-Blogged by Ole Ole Olson on News Junkie Post:
On May 2nd, 1933, the day after Labor day, Nazi groups occupied union halls and labor leaders were arrested. Trade Unions were outlawed by Adolf Hitler, while collective bargaining and the right to strike was abolished. This was the beginning of a consolidation of power by the fascist regime which systematically wiped out all opposition groups, starting with unions, liberals, socialists, and communists using Himmler’s state police.
Fast forward to America today, particularly Wisconsin. Governor Walker and the Republican/Tea Party members of the state legislature are attempting to pass a bill that would not only severely punish public unions (with exception for the police, fire, and state trooper unions that supported his campaign), but it would effectively end 50 years to the right of these workers to collectively bargain.
Collective bargaining is a process of voluntary negotiations between employers and trade unions aimed at reaching agreements which regulate working conditions.
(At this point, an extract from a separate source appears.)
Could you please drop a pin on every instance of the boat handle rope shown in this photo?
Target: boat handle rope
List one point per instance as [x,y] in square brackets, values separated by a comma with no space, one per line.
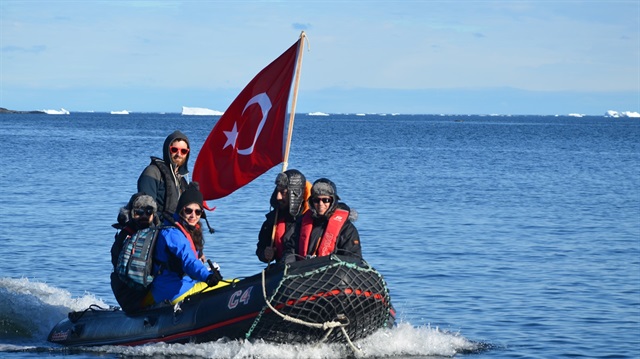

Collective agreements usually set out wage scales, working hours, training, health and safety, overtime, grievance mechanisms and rights to participate in workplace or company affairs. -wiki
First of all, assaulting the rights of workers to collectively bargain has absolutely nothing to do with any immediate budgetary issues. It does however have everything to do with ending one of the basic rights of labor to organize.
Second, and more importantly, the budget “crisis” in Wisconsin is both exaggerated and created in part by the new Republican power base as a tool to attack political opponents. Walker decreased state revenue when he enacted tax cuts for the rich and big corporations, who are not surprisingly large campaign donors for his political campaign.
To the extent that there is an imbalance — Walker claims there is a $137 million deficit — it is not because of a drop in revenues or increases in the cost of state employee contracts, benefits or pensions. It is because Walker and his allies pushed through $140 million in new spending for special-interest groups in January. If the Legislature were simply to rescind Walker’s new spending schemes — or delay their implementation until they are offset by fresh revenues — the “crisis” would not exist. -The Cap Times
Decimating unions has long been an objective of the rich and powerful. Growing out of trade guilds in Medieval Europe, they were banned starting with the Ordinance of Labourers 1349 and Statute of Labourers in England. It was not until the Industrial Revolution that labor began to organize again.
Every little gain for the rights of workers was hard fought and bitterly resisted by the rich and powerful. The photo above shows the Lawrence Textile Strike (also known as the Bread and Roses strike) where mostly immigrant workers rebelled against increasingly harsh work conditions and lowered pay caused by mechanization. Specifically, state law mandated a reduction in working hours for women and children from 56 to 54 hours, and factory owners responded by cutting salaries, something the poor workers could not afford.